Clime Capital last month reached a $175 million final close for its early stage equity fund for clean energy ventures in Southeast Asia. Key to its success in a difficult fundraising environment: a first-loss tranche anchored by Allied Climate Partners to mitigate risk for senior investors.

The simple two-tranche equity fund structure is among a handful of fund models that could make it easier to unlock and deploy blended finance, especially in emerging markets, according to a new report from British International Investment and BCG.

“Scaling blended finance: Practical tools for blended finance fund design,” reviewed 65 blended finance funds and classified them into five basic archetypes, with the hope of making it easier for fund managers to replicate them.

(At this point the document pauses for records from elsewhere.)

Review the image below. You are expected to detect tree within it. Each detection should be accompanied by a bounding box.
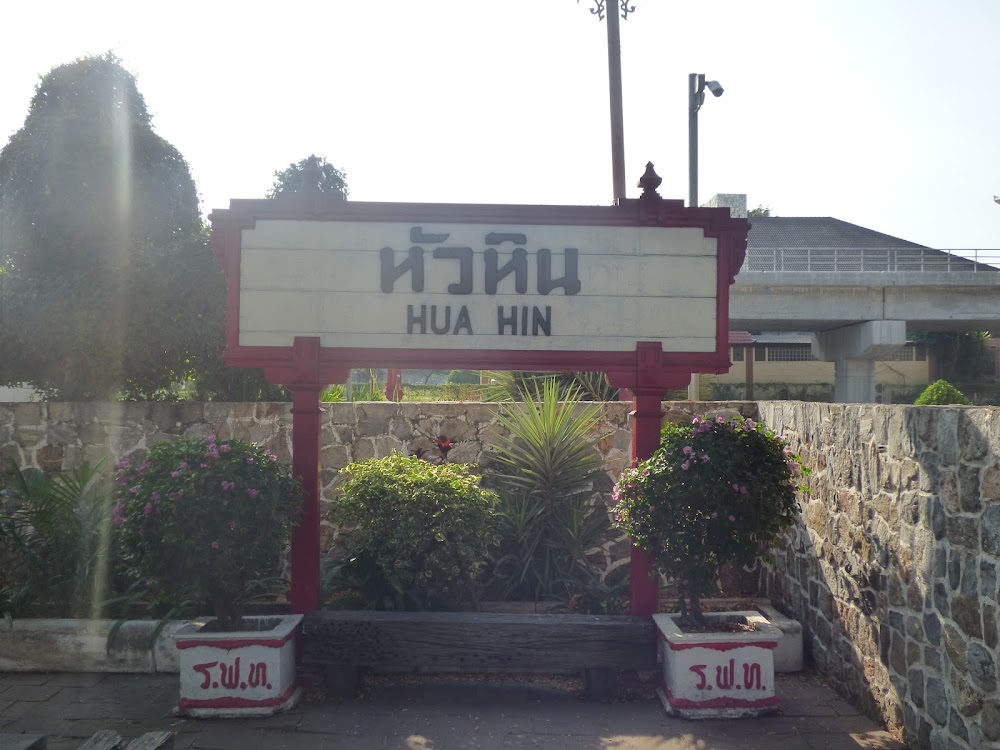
[0,53,219,400]
[266,154,347,199]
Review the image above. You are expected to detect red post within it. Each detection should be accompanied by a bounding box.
[629,387,663,617]
[291,385,322,614]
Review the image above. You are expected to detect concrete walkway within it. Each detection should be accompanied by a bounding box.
[0,673,905,750]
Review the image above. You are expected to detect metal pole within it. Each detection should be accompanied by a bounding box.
[607,0,625,205]
[688,73,705,208]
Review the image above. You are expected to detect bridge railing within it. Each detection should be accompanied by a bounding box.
[743,247,1000,273]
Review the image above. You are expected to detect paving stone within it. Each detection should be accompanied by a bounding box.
[45,672,107,688]
[0,672,52,693]
[0,685,62,703]
[191,720,265,750]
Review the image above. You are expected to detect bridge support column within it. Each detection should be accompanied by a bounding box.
[812,320,906,403]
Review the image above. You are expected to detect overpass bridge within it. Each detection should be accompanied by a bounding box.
[729,217,1000,402]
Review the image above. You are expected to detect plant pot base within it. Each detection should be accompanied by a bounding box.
[174,615,302,718]
[656,685,778,719]
[653,611,781,719]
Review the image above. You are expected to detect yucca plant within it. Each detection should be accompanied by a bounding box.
[490,378,610,599]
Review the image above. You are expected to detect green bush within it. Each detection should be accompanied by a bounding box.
[333,453,497,609]
[112,437,302,631]
[0,462,111,620]
[489,378,611,601]
[915,380,972,406]
[448,370,479,385]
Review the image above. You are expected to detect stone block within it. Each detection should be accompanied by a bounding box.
[979,503,1000,557]
[0,733,46,750]
[951,594,983,638]
[968,641,997,693]
[924,677,948,726]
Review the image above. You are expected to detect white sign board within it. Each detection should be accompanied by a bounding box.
[239,219,718,352]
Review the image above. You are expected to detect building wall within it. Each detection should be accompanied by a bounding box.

“The only way we can begin to meet the world’s development and climate challenges is by mobilizing private capital at an unprecedented scale, and blended finance has a key role to play,” write Leslie Maasdorp of BII and Rich Hutchinson of BCG.

Expensive and complex

Blended finance transactions in emerging markets amounted to $24 billion last year – far below what’s needed for global sustainable development and climate goals. “The main reasons for this chronic shortfall are the same reasons why most people don’t go into a bespoke tailor – too expensive, too complex, too time consuming,” Massdorp and Hutchinson say. Clime Capital’s second Southeast Asia Clean Energy Fund is classified as a “pioneering impact equity” fund for high-risk, high-impact equity investments. Two-tranche structures are common in the category. Concessional capital is primarily used for downside protection.

“This type of fund is generally not relevant to institutional investors due to the high level of risk present even in senior tranches,” the report states.

Clime Capital’s senior investors are all development finance institutions and other impact investors.

Fund archetypes

The report shows that there are more common, and replicable, features in blended-fund structures than the impact community may realize. An example of a “pioneering impact debt” fund is BlueOrchard’sCOVID-19 Emerging and Frontier Market MSME, which invests in high-risk, high-impact sectors and regions where access to affordable credit is limited. Such funds often feature senior, mezzanine and junior debt tiers, and attract institutional investors as well as impact-first investors.

“High-yield mobilization” funds, such as Vivriti’s India Retail Assets Fund, make debt investments in moderate-risk geographies and sectors.

“Targeted mobilization” funds, like Mirova’sGigaton Fund, focus on moderate-risk debt and infrastructure equity opportunities in specific sectors or markets.

“Diversified mobilization” funds, such as Allianz’sSDG Loan Fund, invest across a wider range of geographies and sectors.

Sorting and scoring

The authors offer a tool for “scoring” blended finance funds based on whether there is a compelling rationale for using blended finance; an appropriate structure and waterfall; and sufficient alignment among stakeholders. The goal is to make it easier for investors to determine whether a fund’s structure “aligns with their objectives, balances stakeholder priorities, and adheres to best practices,” the report says.

“Scaling blended finance isn’t just a technical challenge—it’s a systems challenge,” says Hutchinson. “These tools bring structure to that complexity and offer fund managers and investors a shared language to accelerate progress.”